Ich mag es, Dinge per E-Mail zu bekommen. Da kann ich mich entscheiden, wann es mir am besten passt, sie zu lesen oder gar darauf zu reagieren, ich kann das archivieren, was ich gerne wiederfinden und vielleicht noch mal lesen will, ich kann Wichtiges von Unsinn trennen und ich kann alles löschen, was irrelevant ist. Meine E-Mail-Ordner sind ganz wunderbar strukturiert und aufgeräumt und aus meiner Sicht ist die Kommunikation per E-Mail eine der besten Erfindungen des letzten Jahrtausends.

Und ich mag Blogs - zumindest die, die nicht randvoll mit Werbung sind und deren Verfasser weder den Schreibstil von Uwe Johnson noch den von Rosamunde Pilcher nachahmen wollen.

E-Mails bekomme ich nur von Leuten oder von Kanälen, die ich kenne und/oder aktiv abonniert habe.
Für mich ist es deshalb ganz elementar wichtig, dass ich keine Werbung zwischen meinen E-Mails habe.
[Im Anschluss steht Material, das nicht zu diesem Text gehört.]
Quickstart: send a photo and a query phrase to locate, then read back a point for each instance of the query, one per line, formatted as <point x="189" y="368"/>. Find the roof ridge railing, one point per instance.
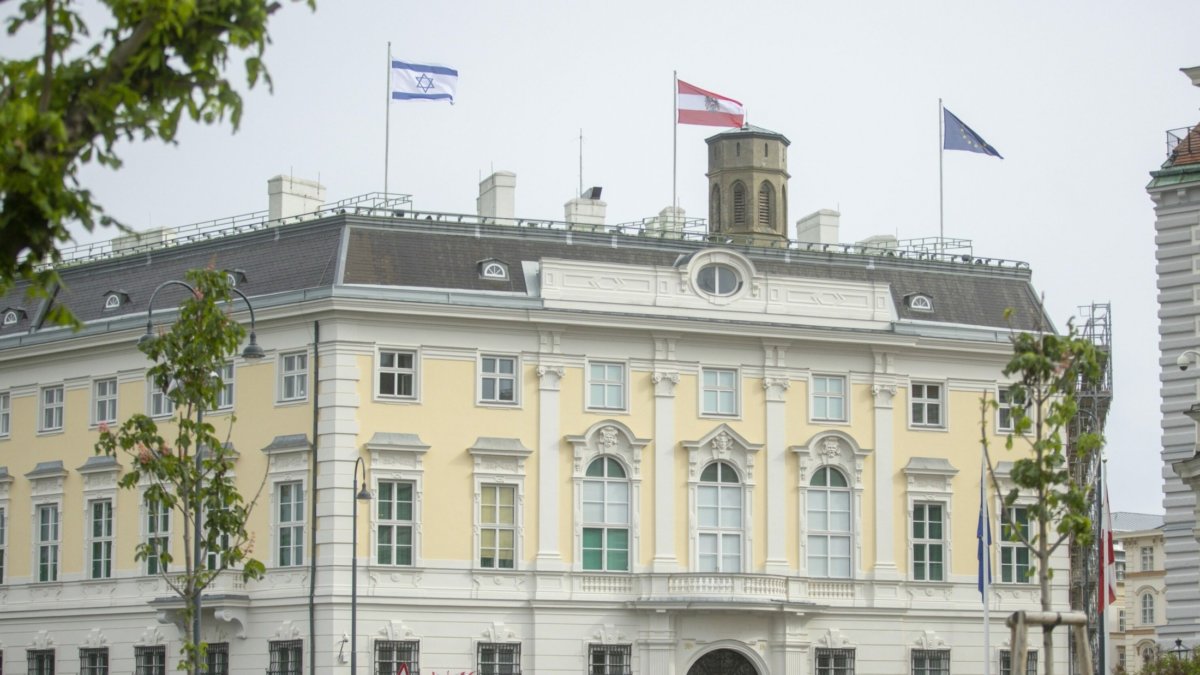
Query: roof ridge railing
<point x="391" y="205"/>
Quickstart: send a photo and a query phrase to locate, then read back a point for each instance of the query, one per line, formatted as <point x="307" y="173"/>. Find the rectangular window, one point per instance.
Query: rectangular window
<point x="834" y="662"/>
<point x="930" y="662"/>
<point x="100" y="547"/>
<point x="294" y="376"/>
<point x="719" y="390"/>
<point x="928" y="547"/>
<point x="1005" y="411"/>
<point x="498" y="380"/>
<point x="157" y="536"/>
<point x="395" y="523"/>
<point x="499" y="658"/>
<point x="52" y="408"/>
<point x="397" y="375"/>
<point x="1006" y="662"/>
<point x="390" y="655"/>
<point x="150" y="661"/>
<point x="291" y="524"/>
<point x="610" y="659"/>
<point x="225" y="396"/>
<point x="829" y="398"/>
<point x="497" y="526"/>
<point x="48" y="543"/>
<point x="606" y="386"/>
<point x="216" y="657"/>
<point x="5" y="413"/>
<point x="927" y="405"/>
<point x="105" y="394"/>
<point x="40" y="662"/>
<point x="286" y="657"/>
<point x="1014" y="557"/>
<point x="160" y="402"/>
<point x="94" y="661"/>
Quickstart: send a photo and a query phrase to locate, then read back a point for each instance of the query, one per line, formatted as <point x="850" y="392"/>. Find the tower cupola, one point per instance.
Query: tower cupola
<point x="748" y="185"/>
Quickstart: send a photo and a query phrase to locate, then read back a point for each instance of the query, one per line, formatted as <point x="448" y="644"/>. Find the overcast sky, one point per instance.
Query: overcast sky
<point x="1075" y="95"/>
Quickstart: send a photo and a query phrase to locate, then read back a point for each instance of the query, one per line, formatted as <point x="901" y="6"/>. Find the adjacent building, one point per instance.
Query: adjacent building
<point x="678" y="447"/>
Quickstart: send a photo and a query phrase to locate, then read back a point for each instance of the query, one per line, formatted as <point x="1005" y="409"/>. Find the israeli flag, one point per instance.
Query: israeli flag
<point x="418" y="82"/>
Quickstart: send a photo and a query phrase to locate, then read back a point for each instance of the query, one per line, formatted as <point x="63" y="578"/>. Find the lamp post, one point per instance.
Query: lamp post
<point x="252" y="352"/>
<point x="361" y="494"/>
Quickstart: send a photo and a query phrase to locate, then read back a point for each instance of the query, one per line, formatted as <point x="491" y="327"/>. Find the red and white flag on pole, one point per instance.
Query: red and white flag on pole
<point x="697" y="106"/>
<point x="1108" y="585"/>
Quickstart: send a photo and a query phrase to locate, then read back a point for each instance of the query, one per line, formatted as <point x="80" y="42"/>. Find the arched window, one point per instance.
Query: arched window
<point x="739" y="204"/>
<point x="719" y="515"/>
<point x="605" y="517"/>
<point x="766" y="204"/>
<point x="829" y="524"/>
<point x="714" y="209"/>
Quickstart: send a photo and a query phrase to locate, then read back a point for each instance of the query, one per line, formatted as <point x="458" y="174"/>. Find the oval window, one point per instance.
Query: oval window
<point x="719" y="280"/>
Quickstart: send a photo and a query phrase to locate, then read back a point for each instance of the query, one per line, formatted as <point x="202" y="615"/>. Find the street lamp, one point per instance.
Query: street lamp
<point x="360" y="495"/>
<point x="252" y="352"/>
Ich bekomme natürlich Spam-Mails, jeder bekommt Spam-Mails, aber der größte Teil wird schon bevor ich ihn überhaupt zu sehen bekomme, direkt in den Spam-Mail-Ordner umgeleitet und alles andere kann ich durch einen Klick löschen und verschwinden lassen und es ploppt nicht ständig und überall ungefragt wieder neu auf.
Werbung, die sich wiederholt, brauche ich nur mit einem Klick als Spam zu markieren und schon ist Ruhe.
Durch meinen E-Mail-Feed kann ich also ohne ungewünschte und unbestellte Unterbrechung durch Werbung immer wieder in der gleichen Reihenfolge durchscrollen.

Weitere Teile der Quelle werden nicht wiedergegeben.